I would suggest sticking with one of these two:
- I thank the customer.
- I am thanking the customer.
"I give thanks to the customer" was not accepted. It is, as you say only used in specific cases in english, but usually duolingo takes literal translations and also provides the best english equivalent. Also, the german word translates as "consumer". The customer is not necessarily the consumer. For example, the retailer may be the customer of the wholesaler or producer and will re-sell to the ultimate consumer of the food substance/utility service. But maybe Verbraucher is colloquial german for customer in a region?

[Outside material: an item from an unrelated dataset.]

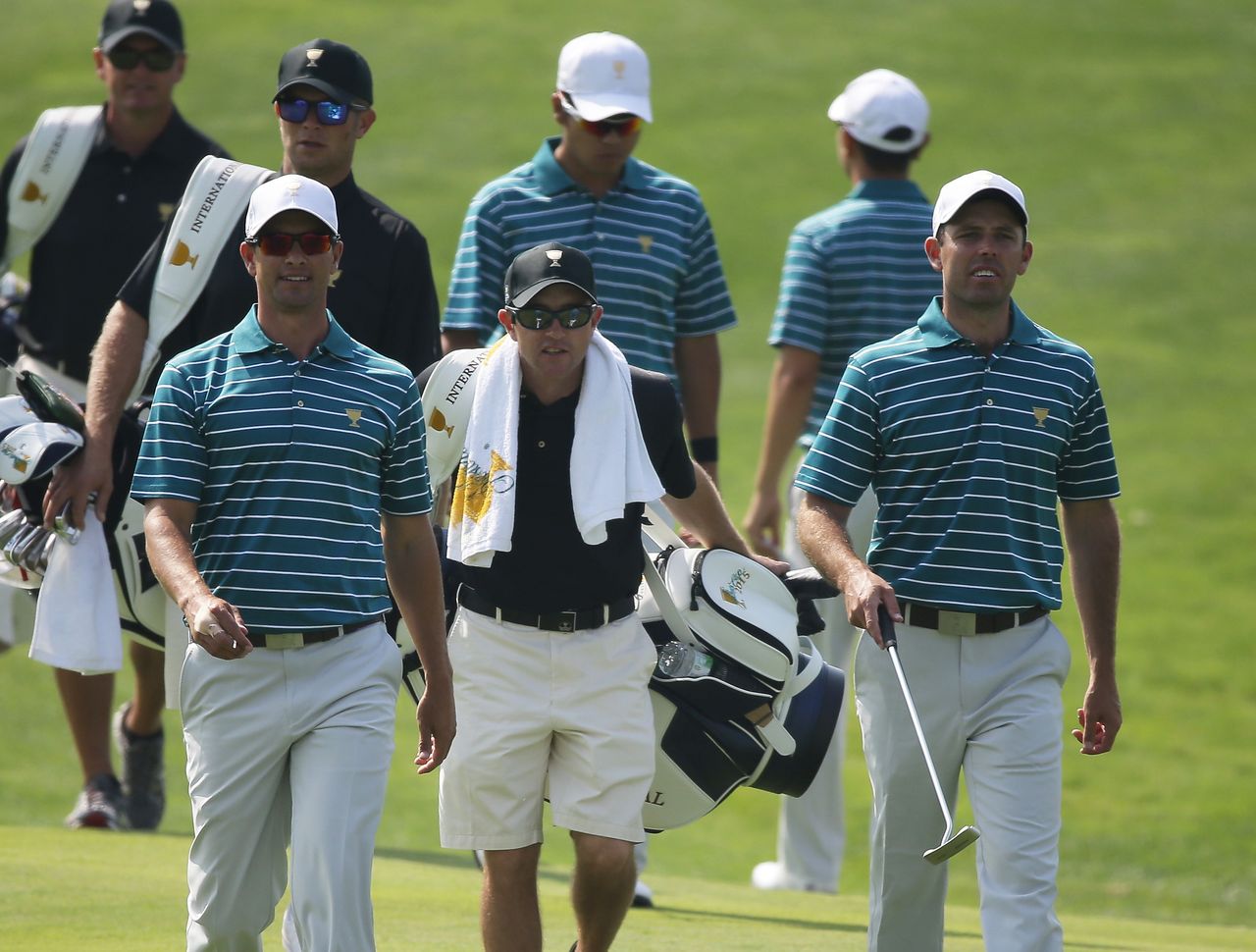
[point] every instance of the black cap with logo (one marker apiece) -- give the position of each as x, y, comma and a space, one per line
544, 265
330, 67
151, 18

Yes; as the article I linked to above says, there are three general meanings of the inseperable prefix ver-:
ver- Inseparable verbal prefix for- vergeben, 'to forgive'
Inseparable verbal prefix that denotes a transition of the object into a state, which is indicated by the stem. lieben 'to love' → verlieben 'to fall in love'
Inseparable verbal prefix indicating a negative action of the stem. laufen 'to walk → verlaufen 'to get lost'
Kaufen-verkaufen is clearly the last. Brauchen-verbrauchen seems to have wandered a bit further.
We used to have the same prefix in English, spelled "for": it survives in "forlorn" meaning "totally bereft" & "fordone" meaning "totally finished" -- i.e. exhausted. But you used to be able to slap it in front of any verb, as you still can in German, to express doing the action of the verb to the point of destruction.